Outdoor Adventure Trip teaches students to “eat the full meal”

Thursday, July 29, 2021
Southeast students stop for a photograph on the 2019 Outdoor Adventure Trip led by Professor Thomas Holman. The trip includes several recreation-filled stops in Colorado.
Photo courtesy of Thomas Holman

As communications major Connor Mobley stood alone at the peak of a 14,000 foot-tall mountain he had summited minutes before, he had a deeper understanding of Professor Tom Holman’s advice he shared with the group enrolled in RC 350. The advice was simple, but also all-encompassing: “Eat the full meal.”

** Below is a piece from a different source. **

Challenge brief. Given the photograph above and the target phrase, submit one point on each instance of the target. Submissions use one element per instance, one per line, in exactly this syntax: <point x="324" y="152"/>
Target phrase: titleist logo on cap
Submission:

“It means you’re in this class already, so you might as well go for it. You might as well eat the full meal and not leave any stone unturned,” Mobley said. “That is something that I’ve thought about every once in a while. Let’s go a step further and really take advantage of the time we have. Obviously, that phrase can be used for any situation and not just the classroom. So, that’s something I really took with me and maybe even made it my own a bit more.”

Every summer semester, Professor Tom Holman takes a small group of students on a recreation-filled trip to various places in Colorado. The trip is a course offered by Southeast titled Outdoor Adventure Education and is worth three credits to students. All students are required to pay for the three credits and the $500 course fee, which covers all the expenses on the trip.

“It covers all the food. It covers all the gas,” Holman said. “I mean, you get in the van in the parking lot at SEMO that morning, and you don’t have to spend another penny unless you want the T-shirt that says, ‘I survived the Death Rapids.’ Or if we stop at a gas station and you’re jones-ing for a Moon Pie and a Mountain Dew, that’s on you. But, I feed everyone really well. I would challenge anyone to get in a car and do all the stuff we do for $500.”

Some of the different activities students experience on the trip include whitewater rafting, hiking, backpacking and rock climbing. Holman’s only class requirement is for students to keep a daily journal of their time on the trip.

“At the end of the day, they have to keep a journal, and that’s one of the requirements of the class,” Holman said. “I am hopeful that they come back with a deeper understanding of that inner strength they have and what they can really do. In life, we all come up against roadblocks. We all hit the wall, and when you have some kind of grounded thing you’ve overcome, you can apply that to the situation. Finding that inner strength and grit and taking a peek into who I really am — what better place to do it than out in nature?”

Over the years, Holman has taken the adventure trip with students who have a variety of majors. He said he believes social work majors specifically gain a lot from the course since they learn how to interact and develop teamwork with people of different backgrounds. Students are not required to have any prior experience before going on the trip, but Holman suggests students do some cardio training before leaving.